Freitag, 22. Juli 2011

sie leben den traum als wäre er real.

verstehst du, was ich sage? im hinterkopf seine stimme. wo bin ich? was tue ich? was ist passiert?
meine gedanken schweifen in weiter ferne. weit weg von hier. langsam komme ich wieder zu  mir. um mich herum sind unbekannte. ich komme auf die beine. von selber. ganz behände. als wäre nichts geschehen, sag ich zu den herumstehenden, lasst mich in ruhe. drei bleiben jedoch am fleck, ein vierter schreit nach mir. in der ferne höre ich seine stimme, gleich wird er mich an sich ziehen. anfangen mir was zu erzählen, die geschichten werden mich erschüttern. sind sinnlos, alles kommt wieder hoch, die lippen ausgetrocknet, ich falle wieder ins loch.
das zweite erwachen. alles ist weiß, erst ist mir kalt. dann wird mir heiß. ich fange an zu lachen. ein mann im weißen kittel fragt, wie geht es dir? sein name ist spittel, verrät er mir. ich lasse ihn wissen, mir geht es gut. raffe zusammen meinen letzten mut und frage, ist das ein hospital. und ist mein schaden sehr fatal?
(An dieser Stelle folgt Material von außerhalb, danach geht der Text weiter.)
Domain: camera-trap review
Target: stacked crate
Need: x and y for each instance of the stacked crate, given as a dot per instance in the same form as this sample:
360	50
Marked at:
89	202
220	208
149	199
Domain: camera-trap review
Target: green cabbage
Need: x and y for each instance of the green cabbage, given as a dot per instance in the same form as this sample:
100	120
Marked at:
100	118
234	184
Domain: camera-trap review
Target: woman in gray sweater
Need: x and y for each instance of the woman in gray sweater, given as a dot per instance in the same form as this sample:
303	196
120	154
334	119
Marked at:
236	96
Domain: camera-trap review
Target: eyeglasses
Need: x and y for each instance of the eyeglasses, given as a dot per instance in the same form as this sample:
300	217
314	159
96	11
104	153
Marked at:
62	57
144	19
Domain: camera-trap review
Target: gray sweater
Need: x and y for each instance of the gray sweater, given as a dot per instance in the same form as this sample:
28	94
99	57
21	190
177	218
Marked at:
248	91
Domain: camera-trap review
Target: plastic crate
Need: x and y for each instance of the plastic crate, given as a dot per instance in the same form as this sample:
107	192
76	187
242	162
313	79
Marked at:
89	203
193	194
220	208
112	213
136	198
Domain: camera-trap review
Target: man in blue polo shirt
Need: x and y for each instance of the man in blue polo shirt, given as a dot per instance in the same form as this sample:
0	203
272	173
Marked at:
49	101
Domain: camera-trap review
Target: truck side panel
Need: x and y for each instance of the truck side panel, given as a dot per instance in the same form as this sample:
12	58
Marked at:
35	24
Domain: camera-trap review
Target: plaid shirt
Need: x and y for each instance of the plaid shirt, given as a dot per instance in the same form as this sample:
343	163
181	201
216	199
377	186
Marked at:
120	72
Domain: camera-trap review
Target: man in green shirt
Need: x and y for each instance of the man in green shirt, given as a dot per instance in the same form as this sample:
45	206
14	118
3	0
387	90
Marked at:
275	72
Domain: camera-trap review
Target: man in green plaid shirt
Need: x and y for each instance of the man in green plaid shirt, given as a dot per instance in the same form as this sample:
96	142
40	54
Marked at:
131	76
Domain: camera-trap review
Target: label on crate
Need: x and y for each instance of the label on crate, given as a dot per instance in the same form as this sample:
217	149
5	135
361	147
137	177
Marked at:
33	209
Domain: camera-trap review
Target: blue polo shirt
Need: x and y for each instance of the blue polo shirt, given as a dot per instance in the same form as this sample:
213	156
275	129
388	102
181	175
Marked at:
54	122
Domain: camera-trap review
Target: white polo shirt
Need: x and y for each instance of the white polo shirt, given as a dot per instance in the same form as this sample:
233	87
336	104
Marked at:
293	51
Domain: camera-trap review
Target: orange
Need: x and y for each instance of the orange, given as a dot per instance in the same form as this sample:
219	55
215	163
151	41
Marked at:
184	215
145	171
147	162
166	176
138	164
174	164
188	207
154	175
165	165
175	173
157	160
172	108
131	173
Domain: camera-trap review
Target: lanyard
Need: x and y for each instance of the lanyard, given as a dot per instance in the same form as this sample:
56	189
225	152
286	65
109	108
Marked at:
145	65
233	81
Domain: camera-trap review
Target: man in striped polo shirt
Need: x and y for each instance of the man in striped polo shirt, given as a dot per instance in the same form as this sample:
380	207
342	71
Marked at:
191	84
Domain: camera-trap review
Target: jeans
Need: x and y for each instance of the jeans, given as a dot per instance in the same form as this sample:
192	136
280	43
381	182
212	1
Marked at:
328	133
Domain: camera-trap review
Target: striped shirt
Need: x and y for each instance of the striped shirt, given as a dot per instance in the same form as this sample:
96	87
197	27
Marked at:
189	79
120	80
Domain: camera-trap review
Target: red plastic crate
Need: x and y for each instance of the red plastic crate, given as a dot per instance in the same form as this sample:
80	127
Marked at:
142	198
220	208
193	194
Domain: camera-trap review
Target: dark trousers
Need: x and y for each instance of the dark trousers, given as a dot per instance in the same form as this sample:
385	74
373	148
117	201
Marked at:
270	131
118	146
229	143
weißt du noch irgendwas, höre ich ihn fragen. dazu kann ich ihm nichts mehr sagen. alles vergessen, die erinnerungen verschwommen. ich möchte was essen, er will gleich wiederkommen.
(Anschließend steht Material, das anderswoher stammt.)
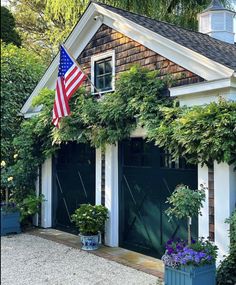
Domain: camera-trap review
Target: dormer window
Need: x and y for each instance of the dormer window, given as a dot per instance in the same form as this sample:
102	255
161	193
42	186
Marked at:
103	72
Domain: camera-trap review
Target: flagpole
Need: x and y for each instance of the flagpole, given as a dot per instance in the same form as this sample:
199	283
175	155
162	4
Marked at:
99	92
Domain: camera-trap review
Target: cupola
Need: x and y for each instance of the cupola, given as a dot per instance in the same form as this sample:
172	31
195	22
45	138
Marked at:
217	22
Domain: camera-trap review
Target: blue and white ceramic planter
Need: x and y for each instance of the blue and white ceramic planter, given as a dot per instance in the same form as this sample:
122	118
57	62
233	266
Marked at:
89	242
10	222
191	275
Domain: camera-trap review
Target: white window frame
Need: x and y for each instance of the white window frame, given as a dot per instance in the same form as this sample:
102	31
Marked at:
94	59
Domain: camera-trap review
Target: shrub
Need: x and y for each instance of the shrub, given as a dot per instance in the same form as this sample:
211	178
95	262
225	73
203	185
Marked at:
29	207
185	203
226	273
90	219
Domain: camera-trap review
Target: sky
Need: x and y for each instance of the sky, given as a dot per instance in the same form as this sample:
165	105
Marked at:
5	3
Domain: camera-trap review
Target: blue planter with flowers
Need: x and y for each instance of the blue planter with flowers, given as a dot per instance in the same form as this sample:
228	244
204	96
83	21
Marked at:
190	264
191	275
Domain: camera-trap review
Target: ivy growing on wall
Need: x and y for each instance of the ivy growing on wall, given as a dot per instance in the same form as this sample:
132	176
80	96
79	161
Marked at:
200	134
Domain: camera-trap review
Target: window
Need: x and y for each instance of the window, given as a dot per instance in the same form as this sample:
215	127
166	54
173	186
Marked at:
166	161
103	72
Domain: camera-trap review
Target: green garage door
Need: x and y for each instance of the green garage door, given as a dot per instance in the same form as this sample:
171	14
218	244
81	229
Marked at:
147	178
73	182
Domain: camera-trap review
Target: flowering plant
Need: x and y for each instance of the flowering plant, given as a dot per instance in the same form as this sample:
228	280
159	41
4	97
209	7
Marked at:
90	219
179	253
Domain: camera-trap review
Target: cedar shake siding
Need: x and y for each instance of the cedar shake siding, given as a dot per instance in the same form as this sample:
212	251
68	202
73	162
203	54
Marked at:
128	53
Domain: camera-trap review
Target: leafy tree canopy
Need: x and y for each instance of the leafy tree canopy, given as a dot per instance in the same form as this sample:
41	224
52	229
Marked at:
46	23
8	32
20	71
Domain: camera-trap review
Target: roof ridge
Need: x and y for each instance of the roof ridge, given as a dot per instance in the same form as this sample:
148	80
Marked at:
164	22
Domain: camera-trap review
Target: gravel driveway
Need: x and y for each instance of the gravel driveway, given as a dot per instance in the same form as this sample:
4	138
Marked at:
27	259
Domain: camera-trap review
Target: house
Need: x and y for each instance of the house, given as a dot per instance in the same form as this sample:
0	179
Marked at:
106	41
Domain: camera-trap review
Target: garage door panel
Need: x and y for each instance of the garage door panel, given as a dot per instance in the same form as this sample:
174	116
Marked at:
74	182
145	183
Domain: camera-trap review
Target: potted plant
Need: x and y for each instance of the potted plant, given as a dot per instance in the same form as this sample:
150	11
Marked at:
188	262
90	221
10	215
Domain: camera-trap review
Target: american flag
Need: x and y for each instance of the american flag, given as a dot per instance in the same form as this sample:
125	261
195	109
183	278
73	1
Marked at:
70	77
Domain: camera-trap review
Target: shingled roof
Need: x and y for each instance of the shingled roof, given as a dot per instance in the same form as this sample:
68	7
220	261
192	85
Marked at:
219	51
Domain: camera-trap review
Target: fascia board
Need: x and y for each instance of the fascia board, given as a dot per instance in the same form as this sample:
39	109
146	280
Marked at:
87	27
202	87
189	59
82	33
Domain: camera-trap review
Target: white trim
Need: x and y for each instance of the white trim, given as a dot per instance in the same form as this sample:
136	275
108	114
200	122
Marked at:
98	57
203	220
139	132
98	193
200	87
112	197
46	210
87	27
37	184
82	34
189	59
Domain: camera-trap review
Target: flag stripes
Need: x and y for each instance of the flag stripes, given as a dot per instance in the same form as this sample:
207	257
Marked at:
70	77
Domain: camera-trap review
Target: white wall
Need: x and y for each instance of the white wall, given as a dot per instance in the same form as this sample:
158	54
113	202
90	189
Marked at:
112	198
225	202
46	210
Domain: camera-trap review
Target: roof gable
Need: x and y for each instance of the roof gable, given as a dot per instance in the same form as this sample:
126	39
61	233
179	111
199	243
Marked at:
219	51
143	30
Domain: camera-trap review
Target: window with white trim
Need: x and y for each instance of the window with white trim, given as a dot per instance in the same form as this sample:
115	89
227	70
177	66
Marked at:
103	72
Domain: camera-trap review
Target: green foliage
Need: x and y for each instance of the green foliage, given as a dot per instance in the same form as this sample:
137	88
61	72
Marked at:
90	219
45	24
8	32
97	122
185	202
232	232
204	245
29	206
226	273
201	134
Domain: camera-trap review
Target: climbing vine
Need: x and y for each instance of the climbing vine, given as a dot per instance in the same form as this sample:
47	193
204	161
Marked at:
200	134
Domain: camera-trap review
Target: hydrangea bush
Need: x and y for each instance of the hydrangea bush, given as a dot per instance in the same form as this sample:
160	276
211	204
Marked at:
179	253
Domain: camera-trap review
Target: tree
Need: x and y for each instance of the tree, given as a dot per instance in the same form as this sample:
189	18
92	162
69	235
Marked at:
20	71
8	32
46	23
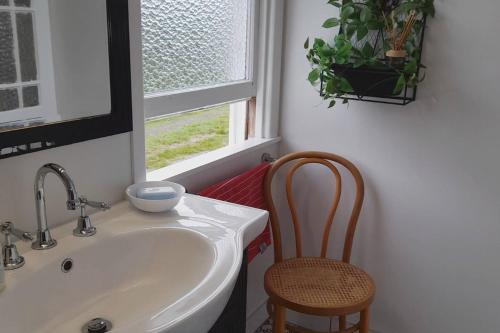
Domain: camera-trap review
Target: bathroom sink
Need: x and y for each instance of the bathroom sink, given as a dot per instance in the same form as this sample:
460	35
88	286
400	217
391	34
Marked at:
169	272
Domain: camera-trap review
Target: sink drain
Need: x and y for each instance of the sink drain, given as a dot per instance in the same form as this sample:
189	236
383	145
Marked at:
97	325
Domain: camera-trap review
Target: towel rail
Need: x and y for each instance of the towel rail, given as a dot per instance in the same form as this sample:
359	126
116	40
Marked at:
267	158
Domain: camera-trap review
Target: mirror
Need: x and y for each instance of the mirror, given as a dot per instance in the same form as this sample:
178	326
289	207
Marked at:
54	61
65	67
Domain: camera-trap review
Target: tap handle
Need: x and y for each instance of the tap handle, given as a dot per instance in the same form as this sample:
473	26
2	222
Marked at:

fragen überstürzen mich. mir wird einiges klar. ich muss träumen, hier ist doch nichts wahr.
die schwester kommt ins zimmer, sie kenne ich aber! sie sagt nie und nimmer, hör auf mit dem gelaber.
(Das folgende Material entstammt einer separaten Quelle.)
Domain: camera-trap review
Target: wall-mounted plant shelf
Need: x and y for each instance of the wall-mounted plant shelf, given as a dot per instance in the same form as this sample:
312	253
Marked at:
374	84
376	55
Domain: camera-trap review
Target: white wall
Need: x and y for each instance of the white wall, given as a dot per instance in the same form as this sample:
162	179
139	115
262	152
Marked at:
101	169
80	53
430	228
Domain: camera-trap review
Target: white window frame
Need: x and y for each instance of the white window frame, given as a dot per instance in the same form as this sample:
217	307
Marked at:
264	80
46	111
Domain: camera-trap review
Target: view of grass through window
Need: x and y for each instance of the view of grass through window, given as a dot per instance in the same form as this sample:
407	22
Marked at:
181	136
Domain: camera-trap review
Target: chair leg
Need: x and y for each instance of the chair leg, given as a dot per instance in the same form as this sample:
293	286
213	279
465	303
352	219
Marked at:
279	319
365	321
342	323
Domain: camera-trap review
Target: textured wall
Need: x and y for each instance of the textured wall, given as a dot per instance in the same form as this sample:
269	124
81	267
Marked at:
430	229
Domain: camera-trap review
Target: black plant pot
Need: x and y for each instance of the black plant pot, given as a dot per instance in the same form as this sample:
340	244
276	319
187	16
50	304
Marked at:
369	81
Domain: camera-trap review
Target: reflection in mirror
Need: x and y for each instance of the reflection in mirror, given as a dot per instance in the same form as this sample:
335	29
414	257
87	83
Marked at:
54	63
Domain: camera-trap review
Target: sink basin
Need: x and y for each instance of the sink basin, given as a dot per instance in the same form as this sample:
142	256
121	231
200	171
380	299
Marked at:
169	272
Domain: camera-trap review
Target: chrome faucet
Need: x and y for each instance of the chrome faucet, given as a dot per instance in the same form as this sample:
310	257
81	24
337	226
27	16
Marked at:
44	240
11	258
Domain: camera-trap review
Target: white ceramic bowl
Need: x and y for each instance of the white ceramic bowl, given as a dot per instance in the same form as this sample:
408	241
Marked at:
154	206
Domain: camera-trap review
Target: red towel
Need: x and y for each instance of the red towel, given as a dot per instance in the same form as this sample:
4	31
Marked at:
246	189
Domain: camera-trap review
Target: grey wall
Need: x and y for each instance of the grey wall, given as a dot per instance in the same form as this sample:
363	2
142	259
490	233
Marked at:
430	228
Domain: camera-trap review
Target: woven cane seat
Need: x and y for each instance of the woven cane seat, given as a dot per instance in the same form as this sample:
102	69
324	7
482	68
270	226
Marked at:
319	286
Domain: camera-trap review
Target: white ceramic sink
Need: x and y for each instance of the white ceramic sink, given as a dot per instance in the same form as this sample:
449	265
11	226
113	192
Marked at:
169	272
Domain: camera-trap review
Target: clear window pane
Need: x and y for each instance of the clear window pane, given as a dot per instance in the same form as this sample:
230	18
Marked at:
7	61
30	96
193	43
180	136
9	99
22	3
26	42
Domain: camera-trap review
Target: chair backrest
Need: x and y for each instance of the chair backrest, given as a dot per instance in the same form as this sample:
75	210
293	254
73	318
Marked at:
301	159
doch guckt sie nervös in mein gesicht, fässt kurzerhand über mich, nimmt eine spritze und sticht zu.
das ende des traums kommt im nu.
ich wache auf der straße auf. an eine häuserwand gelehnt. die beine ausgestreckt. alles war ein traum. doch auf der gegenüberliegenden seite sehe ich 3 menschen und einen am boden. ein vierter kommt auf die gruppe zugelaufen. ich wundere mich, stehe auf und laufe die straße hinunter richtung nach hause. alles ist gut.